How can the solution economy help address a really complicated global problem like human trafficking?

Close to 21 million people worldwide are trapped in contemporary forms of slavery collectively called “human trafficking,” a growing share of them children. Just as human trafficking involves many participants in the crime; so too does fighting it successfully require an integrated ecosystem.

Coordinated, multi-sector attempts to fight trafficking are growing at the national and international level, such as the Global Business Coalition Against Human Trafficking. Private companies like Coca-Cola are joining the fight, and in ways that go beyond feel-good CSR campaigns such as increasing vigilance across their global supply chains. Numerous large hotel chains have committed to “The Code,” a pledge to take extra steps to recognize and report instances of trafficking in their hotels. Technology companies like Palantir bring technical expertise to tracing networks of traffickers. Consumers also have joined the fight, demanding reliable sourcing information and scanning QR codes to see an item’s provenance and care instructions, and perhaps even watch videos of the people who made it. Rendering issues of slavery and trafficking obsolete requires persistent action from all sides—something that’s now possible in the solution economy.
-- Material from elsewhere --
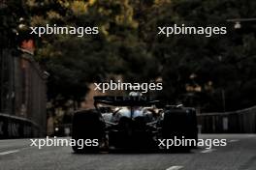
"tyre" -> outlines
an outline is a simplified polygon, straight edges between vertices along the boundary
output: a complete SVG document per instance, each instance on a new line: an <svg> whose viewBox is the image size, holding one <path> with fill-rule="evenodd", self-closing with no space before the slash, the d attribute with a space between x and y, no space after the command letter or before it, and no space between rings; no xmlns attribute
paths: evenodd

How can an ordinary citizen participate in the solution revolution?

Citizens are the cornerstone of the solution economy. Never before have individuals been able to converge around common objectives with such speed and effectiveness, catapulting social issues into global recognition in a matter of hours. By drawing on advances in technology, individuals can now contribute to the public good from anywhere. Citizens who start initiatives themselves can raise money for their causes on sites such as Network for Good or Crowdrise. They can match volunteer requests to their skills on the website Sparked. They are empowered to act, whether through apps built from government data, policy input derived from their own analysis, or online campaigns used to advocate for issues they care about. Such knowledge enables greater influence over what services are provided and how they are delivered, signaling a shift in power.

The city of Boston employs the eyes and ears of thousands of citizens to enhance its awareness of public works problems that need attention. Boston Citizen’s Connect, a cell phone app, allows residents to take a photograph of potholes, graffiti and other problems and send it to the city. The app automatically collects GPS information and allows the city instantaneously to generate a work order for a public works crew. It even notifies citizens when the work has been completed. Boston City officials call this approach urban micro-volunteerism: empowering citizens to make small commitments to the public good, with a huge aggregate impact.